Bioengineers develop implantable sensors to monitor inflammation in real time

Proteins are the building blocks of life, and changes in protein levels can indicate improving health or impending illness, including signs of inflammation. While protein levels can be measured in periodic blood or urine tests, it has been an uphill challenge to figure out how to continuously monitor protein levels in the human body in real time.

Now, a team of bioengineers at Chan Zuckerberg Biohub Chicago, supported by the Chan Zuckerberg Initiative, and Northwestern University present a major milestone in that effort: sensors implanted under the skin that track protein changes in living animals as those changes occur. In proof-of-concept tests, described December 5, 2024 in Science, the novel technology accurately and sensitively measured protein biomarkers of inflammation in diabetic rats. 

The work is a significant step toward a deeper understanding of inflammation, one of the most complex and important phenomena in the human body. An estimated 50% of all deaths are attributed to inflammation-related diseases, including cancer and heart disease. The new technology lays the foundation for future tools to monitor, track, and someday even prevent inflammation in individuals. Such ability could radically change the treatment of inflammation-related illnesses, similar to how continuous glucose monitors revolutionized the treatment of diabetes by improving patient outcomes and lowering overall healthcare costs.

This is a completely new capability – to be able to watch inflammation in real time. We hope one day this technology will benefit many people and provide a means to prevent advanced disease."

Shana Kelley, senior author, president of CZ Biohub Chicago and professor of chemistry and bioengineering at Northwestern University

Shake it off

When CZ Biohub Chicago launched in 2023, the team set a goal of embedding bioelectronic sensors into tissues to monitor inflammation. To do that, the team first needed a way to measure levels of protein cytokines, chemical messengers produced by the immune system that bind to cells to induce inflammation. 

But there was a problem. While numerous sensors exist to continuously detect small molecules, such as glucose or electrolytes, sensors for proteins – which are larger and more complex than small molecules – have proven to be more challenging. To detect proteins in biological fluids, scientists rely on molecules or proteins that strongly attach to proteins to pull them out of fluid. That Velcro-like attachment, however, is so strong that the receptors hold on for more than 20 hours, making it impossible to measure real-time fluctuations in protein levels.

"We recognized this fundamental obstacle, and developed the idea that maybe we can shake the proteins right off of the sensors," said Kelley. "And the first time we tried it, it worked beautifully."

The team developed nanoscale sensors that look like rows of bulbous pendulums, each consisting of a cord of DNA with a larger piece of DNA on the end to bind a desired protein. Those sticky pendulums "catch" target proteins, then shake back and forth to fling those proteins off and catch others within a minute.

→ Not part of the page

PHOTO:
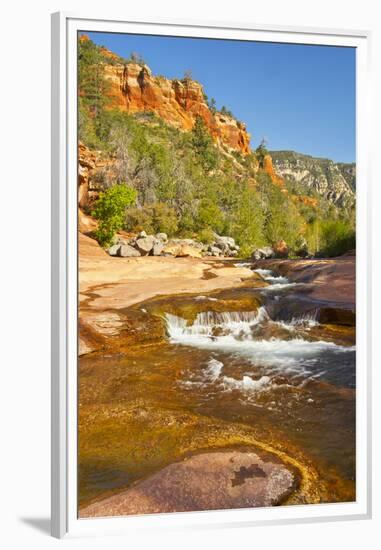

Next, the team engineered an implantable microdevice with the sensors embedded inside a thin microneedle, the width of three human hairs, similar to microneedles inside continuous glucose monitors used by people with diabetes to track blood glucose. The scientists implanted the device into the skin of rats with diabetes. Diabetes and inflammation are tightly linked, with many of the complications of diabetes caused by inflammation. 

The sensors successfully measured concentration changes of two cytokine proteins, markers of inflammation, in the fluid just under the skin of the rats. When the rats fasted and blood glucose levels were under control, the sensors detected the levels of the cytokines drifting down. Conversely, when the rats were injected with a substance that agitates the immune system, the sensors recorded inflammatory cytokine levels rapidly shooting up. 

'The sky's the limit'

Currently, Kelley and the Chan Zuckerberg Biohub Chicago team are using the sensors to study inflammation in rats under diverse conditions, and incorporating the sensors into a variety of tissue models of inflammation. By embedding tissues with thousands of sensors and sampling probes, the Biohub's collaborative team of scientists, engineers, technologists, and physicians are working toward monitoring the activity of immune cells in real time, aiming to find ways to steer the immune system away from the "tipping points" that lead to inflammatory disorders.

The ultimate goal is to find a way to use this technology for human health tracking. If researchers can more deeply understand and monitor inflammation in the human body in real-time, they may be able to intervene, and even prevent, inflammation-related diseases in the future, dramatically transforming healthcare and saving lives.

"Like continuous glucose monitoring opened up the ability to monitor patients with diabetes in real time, this has the same potential to allow us to monitor, and even prevent, many diseases," says Kelley. "With inflammation, the sky's the limit with what you could do for your health by keeping a handle on it."

The work represents a significant step forward in CZ Biohub Chicago's mission to build technology to make precise, molecular-level measurements of biological processes within human tissues. These initial results are a direct result of the CZ Biohub Network's collaborative model for scientific research. CZ Biohub Chicago is one of four institutes in the Chan Zuckerberg Biohub Network.

Source:
Journal reference:

Zargartalebi, H., et al. (2024) Active-reset protein sensors enable continuous in vivo monitoring of inflammation. Science. doi.org/10.1126/science.adn2600.